A year after she took the test, she discovered she had two half-sibling brothers that were of the same Ashkenazi Jewish ancestry that were born in 1984 and 1985.

She also discovered two other half siblings born in the same year as her and another half-brother that was born in 1983. 

In 2020, she discovered she had a sixth half-sibling that was born in 1981.  

 As a result of these discoveries, Hellquist claims she has suffered from psychological issues and permanent physical injuries of her own.

 'With each new half-sibling discovery, Plaintiff experienced increased anxiety, migraine headaches, shock and confusion, feelings of despair, stress and other physical manifestations of continuing to learn that her donor father had been a serial sperm donor. Plaintiff also feared there were other half-siblings who would continue to show up in her life,' the lawsuit reads.

During this time, Hellquist has been going to Wortman for treatment when she experienced gynecological issues after the birth of her two children. 

She had seen Wortman for nine years, and had had pelvic examinations, transvaginal ultrasounds, and IUC placements under sedation. 

Wortman was called a 'miracle' by Hellquist's parents after her mother became pregnant with her in 1985

She says she chose the doctor in 2012 because 'he was so highly regarded in her family'. 

But the lawsuit states that Hellquist came to suspect the doctor might be her own biological father in April 2021, after a personal discussion with him where he said: 'You're a good kid. Such a good kid.' 

The suit states that at one point Wortman's wife Rebecca came in to the room, and the doctor introduced the two of them.

The suit says that this was unusual, and claims that it could be because the doctor's wife was aware that he was her biological father.

It says: 'Rebecca came into the room at Defendant Wortman’s request so that Rebecca could get a close look at Plaintiff to see Plaintiff’s physical resemblance to Defendant Wortman because Rebecca and Defendant Wortman both knew Defendant Wortman was Plaintiff’s biological father.'

The suit explains that in May 2021, Hellquist and one of her half brothers made contact with Wortman's biological daughter from his first marriage, who agreed to a DNA test to find out if they were related. 

The test revealed with 99.99 percent certainty that they were siblings, and that Wortman is her father, the lawsuit says. 

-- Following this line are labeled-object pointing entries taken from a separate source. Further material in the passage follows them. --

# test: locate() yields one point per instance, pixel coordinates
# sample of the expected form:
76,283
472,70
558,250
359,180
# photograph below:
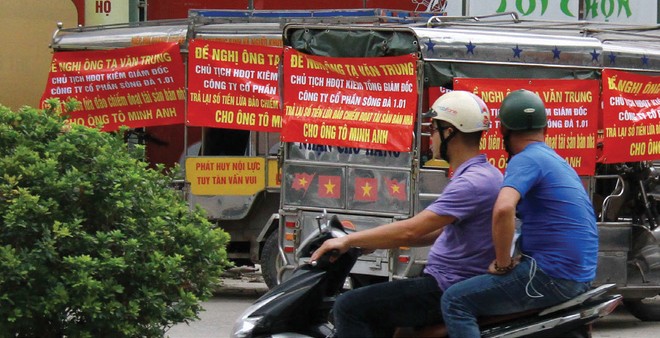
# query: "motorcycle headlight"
245,324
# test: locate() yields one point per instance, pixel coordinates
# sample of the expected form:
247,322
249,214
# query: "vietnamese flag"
366,189
302,181
329,186
396,189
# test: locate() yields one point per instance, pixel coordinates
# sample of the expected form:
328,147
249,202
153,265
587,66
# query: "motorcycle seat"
439,330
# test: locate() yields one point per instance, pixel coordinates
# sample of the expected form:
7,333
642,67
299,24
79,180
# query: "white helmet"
464,110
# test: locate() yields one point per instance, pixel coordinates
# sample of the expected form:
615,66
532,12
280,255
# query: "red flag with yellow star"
329,186
366,189
396,189
301,181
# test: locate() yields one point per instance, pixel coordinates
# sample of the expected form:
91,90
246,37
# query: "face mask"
444,143
507,145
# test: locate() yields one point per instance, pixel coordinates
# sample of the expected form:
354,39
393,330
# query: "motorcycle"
301,305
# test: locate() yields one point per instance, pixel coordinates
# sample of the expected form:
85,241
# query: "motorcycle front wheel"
645,309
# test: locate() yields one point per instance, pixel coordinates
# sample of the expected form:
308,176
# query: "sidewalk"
243,280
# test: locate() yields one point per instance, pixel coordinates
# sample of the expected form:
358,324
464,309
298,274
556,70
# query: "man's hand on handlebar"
333,247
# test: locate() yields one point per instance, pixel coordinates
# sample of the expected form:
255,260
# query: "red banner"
350,102
572,111
233,86
136,86
631,117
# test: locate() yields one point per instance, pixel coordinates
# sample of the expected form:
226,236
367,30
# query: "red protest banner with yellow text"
631,117
233,86
572,108
350,102
135,86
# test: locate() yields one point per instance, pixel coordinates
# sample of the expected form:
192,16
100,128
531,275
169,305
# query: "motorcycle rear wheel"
645,309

Hellquist claims that she found at least six half-siblings after performing a DNA test

 The lawsuit also states that Wortman had been suffering from mental health issues including bipolar disorder. 

The suit states: 'Defendant Wortman knew or should have known that plantiff having a biological parent, grandparent and uncle with schizophrenia, anxiety, and/or depression, created an increased risk that plantiff or her children could inherit these highly genetically inherited psychiatric disorders.'

The lawsuit also states that Wortman is liable for 'significant emotional and psychological trauma, loss of enjoyment of life, monetary damages, conscious pain and suffering, including pain and suffering akin to that experienced by survivors of sexual abuse and incest which is realized or remembered later in life, and she will continue to suffer these damages for the rest of her life.'

Hellquist is requesting monetary damages in trial as well. reached out to Dr Wortman at The Center for Menstrual Disorders for comment.